I watched Scalia closely throughout Verrilli’s argument: The constant scowling, grimacing, and just plain astonishment was striking.

The chief justice also turned out to disappoint those who thought his concurrence in United States v. Comstock — the last big Necessary and Proper Clause case, albeit not one involving commercial regulation — indicated an openness to uphold the mandate:

CHIEF JUSTICE ROBERTS: But once we say that there is a market and… as you would say, that people are already participating in it, it seems to me that we can’t say there are limitations on what Congress can do under its commerce power, just like in any other area — given significant deference that we accord to Congress in this area, all bets are off, and you could regulate that market in any rational way.

Justice Alito was no better for the pro-Obamacare side, repeatedly asking the solicitor general to “express a limiting principle” to his operative legal theory. Here’s the answer he ultimately got:

GENERAL VERRILLI: First, with respect to the comprehensive scheme. When Congress is regulating — is enacting a comprehensive scheme that it has the authority to enact that the Necessary and Proper Clause gives it the authority to include regulation, including a regulation of this kind, if it is necessary to counteract risks attributable to the scheme itself that people engage in economic activity that would undercut the scheme. It’s like — it’s very much like Wickard [the 1942 wheat-farming case that defined the outermost limits of federal power under modern Commerce Clause jurisprudence] in that respect. Very much like Raich in that respect… Considering the Commerce Clause alone and not embedded in the comprehensive scheme, our position is that Congress can regulate the method of payment by imposing an insurance requirement in advance of the time in which the — the service is consumed when the class to which that requirement applies either is or virtually most certain to be in that market when the timing of one’s entry into that market and what you will need when you enter that market is uncertain and when — when you will get the care in that market, whether you can afford to pay for it or not and shift costs to other market participants.
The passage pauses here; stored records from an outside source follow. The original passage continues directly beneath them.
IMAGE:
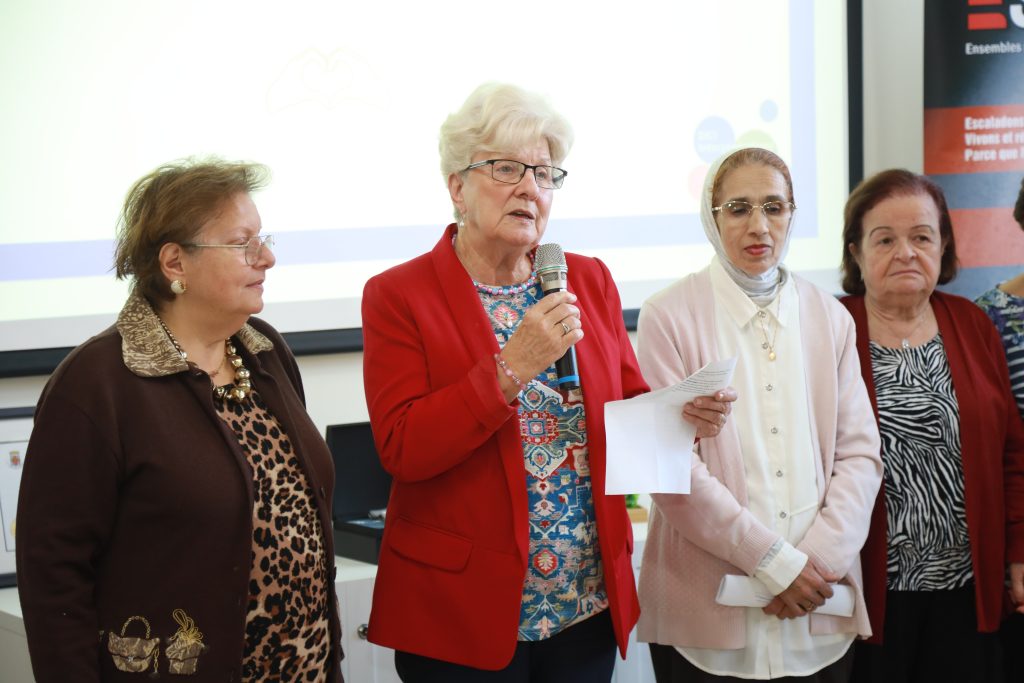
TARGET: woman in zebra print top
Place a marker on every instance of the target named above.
(949, 517)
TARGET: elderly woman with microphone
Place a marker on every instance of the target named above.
(503, 559)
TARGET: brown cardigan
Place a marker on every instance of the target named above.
(136, 500)
(992, 450)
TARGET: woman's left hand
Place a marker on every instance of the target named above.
(709, 414)
(1017, 586)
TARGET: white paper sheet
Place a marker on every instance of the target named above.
(649, 445)
(737, 591)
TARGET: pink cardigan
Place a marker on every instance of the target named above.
(694, 540)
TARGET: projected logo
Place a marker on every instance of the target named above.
(983, 19)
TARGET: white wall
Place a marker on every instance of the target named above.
(893, 130)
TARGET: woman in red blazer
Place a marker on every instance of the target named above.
(949, 517)
(503, 559)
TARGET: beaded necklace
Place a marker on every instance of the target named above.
(243, 384)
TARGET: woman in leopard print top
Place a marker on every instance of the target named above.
(176, 499)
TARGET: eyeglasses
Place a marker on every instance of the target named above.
(777, 212)
(253, 248)
(506, 170)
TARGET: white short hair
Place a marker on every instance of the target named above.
(500, 117)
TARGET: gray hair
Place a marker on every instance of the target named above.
(500, 117)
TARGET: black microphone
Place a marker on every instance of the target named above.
(553, 273)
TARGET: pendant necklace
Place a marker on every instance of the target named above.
(243, 384)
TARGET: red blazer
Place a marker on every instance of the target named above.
(455, 551)
(992, 447)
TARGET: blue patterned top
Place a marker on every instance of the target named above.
(1007, 312)
(564, 583)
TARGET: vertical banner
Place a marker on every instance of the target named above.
(974, 125)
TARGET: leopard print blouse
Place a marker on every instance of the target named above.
(287, 626)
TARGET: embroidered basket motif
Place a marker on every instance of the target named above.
(184, 646)
(131, 653)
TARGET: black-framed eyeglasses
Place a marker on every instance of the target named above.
(507, 170)
(253, 248)
(775, 211)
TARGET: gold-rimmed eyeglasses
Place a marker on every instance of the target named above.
(507, 170)
(253, 248)
(774, 210)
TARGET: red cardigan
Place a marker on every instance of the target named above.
(454, 557)
(992, 447)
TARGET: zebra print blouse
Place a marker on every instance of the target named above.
(919, 421)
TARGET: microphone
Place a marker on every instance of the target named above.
(553, 274)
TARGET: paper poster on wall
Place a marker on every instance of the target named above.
(974, 125)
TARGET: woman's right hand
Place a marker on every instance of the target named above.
(548, 329)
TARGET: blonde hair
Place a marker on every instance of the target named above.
(501, 117)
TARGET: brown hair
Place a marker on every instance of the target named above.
(171, 205)
(751, 156)
(871, 191)
(1019, 207)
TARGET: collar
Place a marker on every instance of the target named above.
(147, 350)
(740, 308)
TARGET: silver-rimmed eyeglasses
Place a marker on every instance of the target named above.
(253, 248)
(506, 170)
(775, 211)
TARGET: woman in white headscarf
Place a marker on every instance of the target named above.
(784, 494)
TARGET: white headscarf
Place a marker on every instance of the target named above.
(761, 289)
I still don’t know what that all that means, other than that it seems to be a definition of health insurance that begs the question of why that’s a principled — as opposed to factual — distinction. As Scalia put it, “it’s a basis that explains why the government is doing this, but is it… a basis which shows that this is not going beyond what… the system of enumerated powers allows the government to do.”

In any event, Paul Clement was masterful — perhaps the best-ever argument by the nation’s best Supreme Court lawyer — and Mike Carvin was his typical hard-charging self. The states’ and private plaintiffs’ attorneys, respectively, thus showed again and again the unprecedented and limitless nature of the government’s assertion of federal power.

They took some heat, to be sure, from the four liberal justices, along with requests from Roberts to address some of the government’s points more directly, but nothing like what Verrilli faced.

The solicitor general simply failed to articulate the limiting principle to the government’s theory that at least four justices (and presumably the silent Justice Thomas) were seeking. This failure is shocking, because it was the “gotcha” question that any first-year law student would have known to expect.

That’s why news outlets, most notably CNN’s Jeffrey Toobin, were all saying the individual mandate was in trouble. While we should never read too much into oral arguments, the odds now remarkably favor a decision striking down Obamacare’s key component.